They don’t have a name for this dessert at 1618 West Seafoood Grille, but I have one: Chocolate Orgasm. The description alone taps into primal pleasure centers: “Warm soft chocolate cake with pecans, caramel, raspberry sauce and whipped cream.”
Be honest — just the three simple words above, when combined, compelled you to read this post. Warm. Soft. Chocolate.
Now, I won’t take the time and space here to tell you about women and chocolate. If you don’t know already, you haven’t been paying attention. Suffice it to say that chocolate is to a romantic meal what Barry White is to music. So there was no question that our anniversary dinner Saturday night would end with something made of chocolate.

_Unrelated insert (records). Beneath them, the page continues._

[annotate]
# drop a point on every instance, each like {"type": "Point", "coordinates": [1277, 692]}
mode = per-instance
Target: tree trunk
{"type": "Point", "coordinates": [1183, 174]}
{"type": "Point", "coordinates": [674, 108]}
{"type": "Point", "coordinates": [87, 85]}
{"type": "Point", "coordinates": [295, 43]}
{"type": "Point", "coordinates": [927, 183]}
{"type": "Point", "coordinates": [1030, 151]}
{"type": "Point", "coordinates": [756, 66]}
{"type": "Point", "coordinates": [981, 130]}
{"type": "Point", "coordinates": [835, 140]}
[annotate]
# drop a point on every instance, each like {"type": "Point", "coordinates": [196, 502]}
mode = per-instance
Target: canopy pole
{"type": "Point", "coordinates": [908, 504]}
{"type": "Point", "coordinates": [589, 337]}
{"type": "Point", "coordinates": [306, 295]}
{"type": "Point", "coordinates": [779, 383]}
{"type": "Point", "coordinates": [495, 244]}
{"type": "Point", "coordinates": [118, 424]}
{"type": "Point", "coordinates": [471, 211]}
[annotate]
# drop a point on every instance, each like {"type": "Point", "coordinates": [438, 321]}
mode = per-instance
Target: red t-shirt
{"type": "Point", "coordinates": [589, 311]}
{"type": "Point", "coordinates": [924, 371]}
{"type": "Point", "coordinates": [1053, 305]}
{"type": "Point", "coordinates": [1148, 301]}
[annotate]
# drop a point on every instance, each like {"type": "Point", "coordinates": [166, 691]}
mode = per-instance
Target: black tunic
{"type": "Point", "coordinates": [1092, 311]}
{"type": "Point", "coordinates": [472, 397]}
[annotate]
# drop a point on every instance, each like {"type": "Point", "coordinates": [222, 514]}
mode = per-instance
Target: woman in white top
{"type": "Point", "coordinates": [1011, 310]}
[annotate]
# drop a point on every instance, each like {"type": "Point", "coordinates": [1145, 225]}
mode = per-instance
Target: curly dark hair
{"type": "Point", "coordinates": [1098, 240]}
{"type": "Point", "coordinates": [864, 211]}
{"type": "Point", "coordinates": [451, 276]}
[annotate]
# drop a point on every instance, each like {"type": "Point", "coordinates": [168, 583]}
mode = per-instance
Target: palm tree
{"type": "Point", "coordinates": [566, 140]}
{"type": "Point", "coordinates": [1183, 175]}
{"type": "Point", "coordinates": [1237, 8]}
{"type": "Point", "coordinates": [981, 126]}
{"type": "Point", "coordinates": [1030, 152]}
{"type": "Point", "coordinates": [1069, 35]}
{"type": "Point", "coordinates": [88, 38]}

I’d like to describe what it looked like in more detail, but the sensations that followed blotted out any clear memories of its mere appearance. I recall that it was small, round, and medium brown on the outside with the barest trace of a crust. I know that it was topped with whipped cream, and surrounded by caramel and raspberry sauce. But what happened next stopped any further examination.
I was distracted by late-arriving coffee, so Herb sank his fork into the cake first, producing a lava-like flow of — what else — warm, soft chocolate. Liquid chocolate, soft bits of cake, whipped cream and raspberry sauce combined for a taste sensation that left all the death-by-chocolates and mile-high chocolate cakes behind, like the sweet but distant memory of your first-grade boyfriend.
We offered via the waiter to adopt, or be adopted by, the chef. And got a table-side visit from the general manager, who explained that, like so many genius inventions, this one happened by accident. It started in New York restaurants that were making invidivual chocolate cakes. They unintentionally undercooked them, but the patrons liked it so much, they started doing it on purpose, and voila! The chocolate orgasm.
For me personally, this ranks right up there with the discovery of electricity and Penicillin.
I won’t elaborate any more on the events of our anniversary date, except to say that the meal — and especially the dessert — at 1618 West was, shall we say, inspirational.